# Vintage 1945 ITE Model LX Slate back breaker



## K.W. (Feb 14, 2021)

This an early breaker that I salvaged from an old factory during renovation / demolition. I am a collector of many old items and hate seeing history being destroyed. I am not an electrician but I do work in the HVAC trade. 
I’ve kept this for many years now but need the space. I am assuming that there would be interest to collectors for early electrical items. Over the years, I have seen many types of old slate back breakers but this one seems a bit unique to me. The slate is 24 x 27 and roughly 2 inches thick. Quite a heavy piece. Any info or know if there is interest in this, I would appreciate it.

Kevin


----------



## Easy (Oct 18, 2017)

Thanks for sharing. I really don't think there is much interest here but perhaps a museum would be interested.


----------



## ATSman48 (Feb 12, 2021)

WOW, that is old, even before I was born!
ITE was a major player back in the 60's, 70's, 80's then I think they were bought out.
Thanks for the blast from the past!!!
I too love the old stuff.....built to last forever...or almost!!


----------



## SWDweller (Dec 9, 2020)

Siemens bought them out 83 or so. If the memory is still functioning


----------



## VELOCI3 (Aug 15, 2019)

Here is a 4000 amp ITE LG truck mounted breaker from 1952 we sent out to Circuit Breaker Sales for a complete restoration. It’s a spare breaker for 2 of 5 services in an AT&T Central Office in NY.










Sent from my iPad using Tapatalk


----------



## SWDweller (Dec 9, 2020)

The good old day, probably still in service and will be into the next century, Just update the protective devices. 

Thanks for sharing


----------



## Norcal (Mar 22, 2007)

SWDweller said:


> Siemens bought them out 83 or so.
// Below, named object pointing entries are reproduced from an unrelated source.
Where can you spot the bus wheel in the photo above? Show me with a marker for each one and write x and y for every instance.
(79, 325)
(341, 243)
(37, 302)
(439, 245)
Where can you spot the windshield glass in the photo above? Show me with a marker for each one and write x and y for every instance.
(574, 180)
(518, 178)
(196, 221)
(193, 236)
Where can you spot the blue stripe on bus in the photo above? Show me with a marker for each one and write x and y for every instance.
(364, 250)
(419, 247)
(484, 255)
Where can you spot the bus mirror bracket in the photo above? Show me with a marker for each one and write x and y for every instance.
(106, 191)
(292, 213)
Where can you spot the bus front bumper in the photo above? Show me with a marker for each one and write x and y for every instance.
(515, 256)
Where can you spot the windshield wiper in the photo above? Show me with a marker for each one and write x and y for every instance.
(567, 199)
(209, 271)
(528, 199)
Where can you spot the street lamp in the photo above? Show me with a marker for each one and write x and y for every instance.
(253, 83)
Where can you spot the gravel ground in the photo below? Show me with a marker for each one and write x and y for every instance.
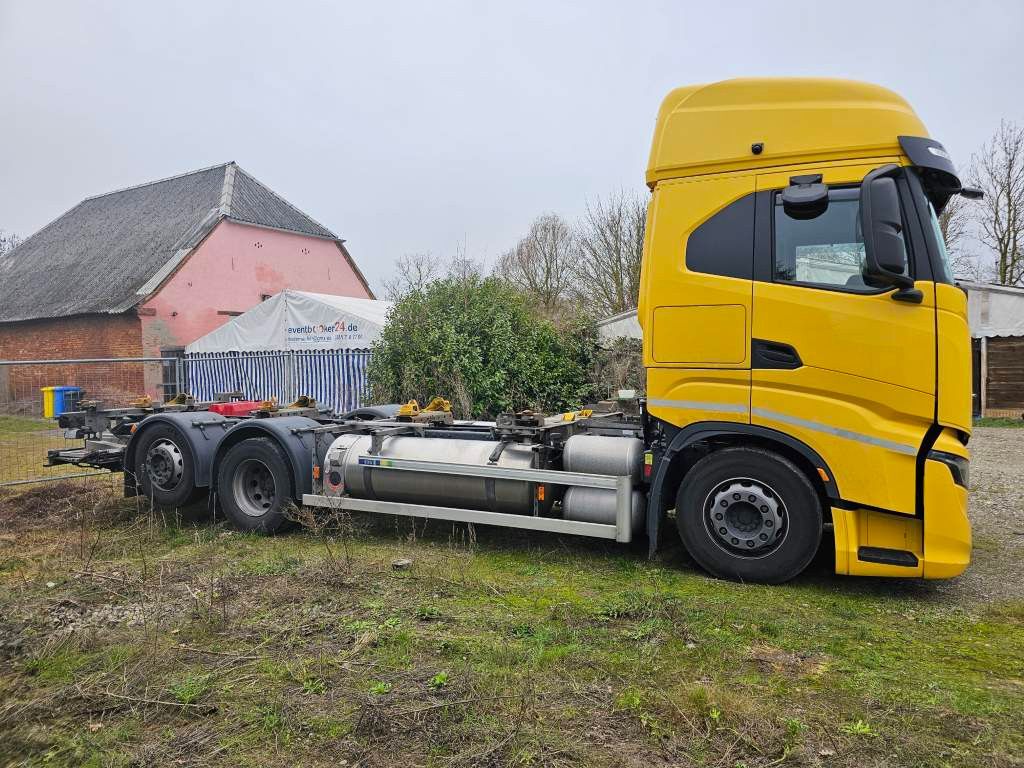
(996, 511)
(996, 517)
If the memory is still functioning


I think that Brown Boveri Electric, now ABB, ended up with the switchgear, Siemens-Allis ( as it was then known as) only bought part of the ITE line


----------



## Zog (Apr 15, 2009)

K.W. said:


> This an early breaker that I salvaged from an old factory during renovation / demolition. I am a collector of many old items and hate seeing history being destroyed. I am not an electrician but I do work in the HVAC trade.
> I’ve kept this for many years now but need the space. I am assuming that there would be interest to collectors for early electrical items. Over the years, I have seen many types of old slate back breakers but this one seems a bit unique to me. The slate is 24 x 27 and roughly 2 inches thick. Quite a heavy piece. Any info or know if there is interest in this, I would appreciate it.
> 
> Kevin


Not very rare, I have 14 of them in my warehouse


----------



## Slateswitches (Jul 7, 2021)

I am extremely interested in this switch.

Please let me know how I can contact you.


----------